Does methane on Mars indicate the presence of life?
Is methane on the Mars the evidence of life? Science journal published an article containing information about huge amounts of methane in the atmosphere of Mars two days ago. Moreover, scientists claim that methane does not only exist but also being produced on Mars. Can this discovery suggest existence of life on a Mars?
Let’s consider the news in a more detailed way. So the Curiosity found 0.7 ppb (parts per billion) methane on the average in the air of Mars. Additionally, scientists observed elevated levels of methane - 10 times more - implying that Mars is episodically producing methane from unknown source. Here we come up with 3 questions:
- What is methane and why it is important for life on the planet?
- How is new methane produced?
- Can it help create or support life on the planet?
Let’s consider these 3 questions one by one.
1. What is methane and why is it important for life on the planet?
Methane is a gaseous substance with the formulae CH4 which means that the molecule contains one carbon and four hydrogen atoms. It is common knowledge that carbon is the key component of life on Earth. It is the reason to search for carbon-containing substances in space and on other planets. Moreover, methane is a greenhouse gas. Greenhouse gases can absorb infrared irradiation emitted by warm objects on the surface of the planet and stop this irradiation from going out to space.

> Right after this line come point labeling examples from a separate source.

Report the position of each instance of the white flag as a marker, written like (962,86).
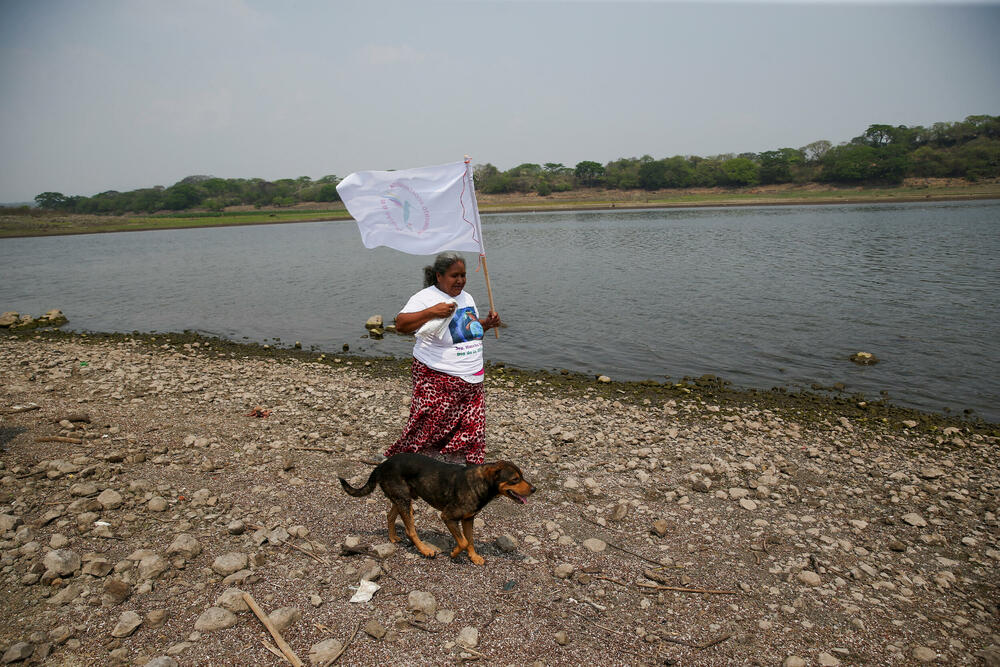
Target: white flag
(419,211)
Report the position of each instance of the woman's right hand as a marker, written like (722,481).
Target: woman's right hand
(410,322)
(442,310)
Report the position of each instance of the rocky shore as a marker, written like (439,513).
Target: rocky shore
(148,483)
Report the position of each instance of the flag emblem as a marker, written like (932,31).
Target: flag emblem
(405,209)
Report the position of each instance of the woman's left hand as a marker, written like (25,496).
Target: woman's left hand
(490,321)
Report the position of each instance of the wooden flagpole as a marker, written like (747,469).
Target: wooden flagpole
(482,247)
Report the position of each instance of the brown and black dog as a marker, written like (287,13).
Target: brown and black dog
(459,491)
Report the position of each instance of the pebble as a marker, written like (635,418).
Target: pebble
(17,652)
(809,578)
(232,599)
(63,562)
(229,563)
(285,617)
(325,651)
(468,637)
(564,571)
(215,618)
(128,622)
(375,629)
(421,601)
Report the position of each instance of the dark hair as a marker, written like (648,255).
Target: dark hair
(441,264)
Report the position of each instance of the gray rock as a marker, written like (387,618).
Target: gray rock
(506,543)
(156,618)
(468,636)
(98,567)
(914,519)
(325,651)
(110,499)
(421,601)
(215,618)
(63,562)
(162,661)
(117,591)
(66,595)
(564,571)
(84,490)
(384,550)
(17,652)
(229,563)
(153,566)
(285,617)
(157,504)
(809,578)
(184,545)
(9,522)
(127,624)
(375,629)
(232,599)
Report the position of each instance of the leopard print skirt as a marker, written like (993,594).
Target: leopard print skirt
(447,417)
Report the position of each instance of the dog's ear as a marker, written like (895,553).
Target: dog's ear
(507,472)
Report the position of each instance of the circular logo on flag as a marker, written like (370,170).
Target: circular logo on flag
(405,209)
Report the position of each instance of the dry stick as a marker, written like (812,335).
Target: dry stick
(272,649)
(715,641)
(344,647)
(289,655)
(615,546)
(421,627)
(22,408)
(590,620)
(308,553)
(612,580)
(707,591)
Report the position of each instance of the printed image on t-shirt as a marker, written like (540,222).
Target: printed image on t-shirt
(465,327)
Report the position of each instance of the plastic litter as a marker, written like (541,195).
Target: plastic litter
(435,328)
(366,589)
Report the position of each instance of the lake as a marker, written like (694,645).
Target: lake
(761,296)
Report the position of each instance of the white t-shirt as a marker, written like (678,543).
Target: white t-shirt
(459,349)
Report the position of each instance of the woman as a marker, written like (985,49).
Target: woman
(447,411)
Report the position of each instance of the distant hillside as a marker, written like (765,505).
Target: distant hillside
(881,155)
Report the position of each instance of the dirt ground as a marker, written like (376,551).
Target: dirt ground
(137,490)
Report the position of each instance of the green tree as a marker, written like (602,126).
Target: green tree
(848,163)
(589,174)
(51,201)
(815,151)
(741,171)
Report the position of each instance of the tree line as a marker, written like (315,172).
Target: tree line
(883,154)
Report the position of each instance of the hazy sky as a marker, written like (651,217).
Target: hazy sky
(123,94)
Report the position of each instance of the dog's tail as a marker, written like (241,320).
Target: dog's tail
(361,491)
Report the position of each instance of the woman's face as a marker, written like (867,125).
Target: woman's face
(452,281)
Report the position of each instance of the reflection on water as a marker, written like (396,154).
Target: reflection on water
(762,296)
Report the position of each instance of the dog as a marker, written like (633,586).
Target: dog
(458,491)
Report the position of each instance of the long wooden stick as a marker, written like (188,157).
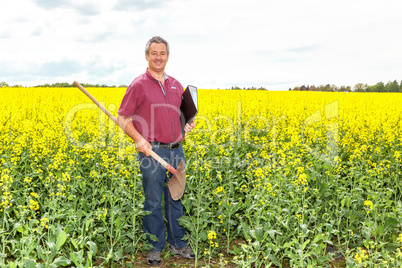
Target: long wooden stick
(152,153)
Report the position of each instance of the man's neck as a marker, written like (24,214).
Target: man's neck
(157,75)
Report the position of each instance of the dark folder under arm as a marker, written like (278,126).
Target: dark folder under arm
(189,105)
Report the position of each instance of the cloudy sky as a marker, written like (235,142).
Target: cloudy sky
(214,43)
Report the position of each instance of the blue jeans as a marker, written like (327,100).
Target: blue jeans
(154,182)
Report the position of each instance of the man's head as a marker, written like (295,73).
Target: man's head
(159,40)
(157,54)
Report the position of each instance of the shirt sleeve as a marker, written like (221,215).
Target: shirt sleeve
(131,100)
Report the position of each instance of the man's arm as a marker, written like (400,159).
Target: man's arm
(127,126)
(189,127)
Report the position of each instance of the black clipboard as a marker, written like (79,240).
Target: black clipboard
(189,105)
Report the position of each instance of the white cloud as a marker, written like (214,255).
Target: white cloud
(275,44)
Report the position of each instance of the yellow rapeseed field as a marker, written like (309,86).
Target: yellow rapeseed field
(310,160)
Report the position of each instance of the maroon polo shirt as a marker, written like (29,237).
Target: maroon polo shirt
(154,109)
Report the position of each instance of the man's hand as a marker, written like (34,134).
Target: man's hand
(189,127)
(143,146)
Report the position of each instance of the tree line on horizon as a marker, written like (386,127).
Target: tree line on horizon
(391,86)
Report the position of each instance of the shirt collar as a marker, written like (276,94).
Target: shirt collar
(150,75)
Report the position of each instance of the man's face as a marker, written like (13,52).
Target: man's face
(157,57)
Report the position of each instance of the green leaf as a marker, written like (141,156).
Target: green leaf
(390,223)
(61,239)
(39,251)
(236,250)
(30,264)
(93,248)
(60,261)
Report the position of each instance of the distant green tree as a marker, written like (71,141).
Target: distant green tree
(360,87)
(392,86)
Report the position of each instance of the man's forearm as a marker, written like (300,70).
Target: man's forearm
(127,126)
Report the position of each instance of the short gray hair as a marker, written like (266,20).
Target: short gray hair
(156,39)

This is a way to support a constant temperature on the planet surface.
2. What are possible ways of producing methane?
Methane occurs naturally in geological processes (that’s why it is called natural gas). Also we know that methane can be produced by agriculture – and it’s the main point to claim that methane can be evidence of life on any planet.
How is methane produced on Mars? According to a paper published in Science on December 16, 2014 we can find several possible sources of methane on Mars:
- Biological - methanogenic organisms
- Geological production during changes in the structure of minerals caused by the inclusion of water inside the crystal structure (this process is called serpentization). On Mars the mineral olivine can undergo seprentization.
- Ultraviolet degradation of metheoritically-delivered organics.
- Release from subsurface substances called clathrates
- Gas absorbed by the mineral regolith
- Erosion of basalt with methane inclusions
- Geothermal production (similar to processes on Earth)
3. Can it help create or support life on the planet?
Here we see many options and only one of them involves existence of life on a Mars. So obviously we cannot be sure or even hope that life exists on the Red Planet. However, the increase of methane in the atmosphere of Mars can be good for Mars colonization: if the greenhouse effect will occur on Mars, we can hope to use it to increase Mars’ temperature to make living condition for colonists closer to Earth conditions.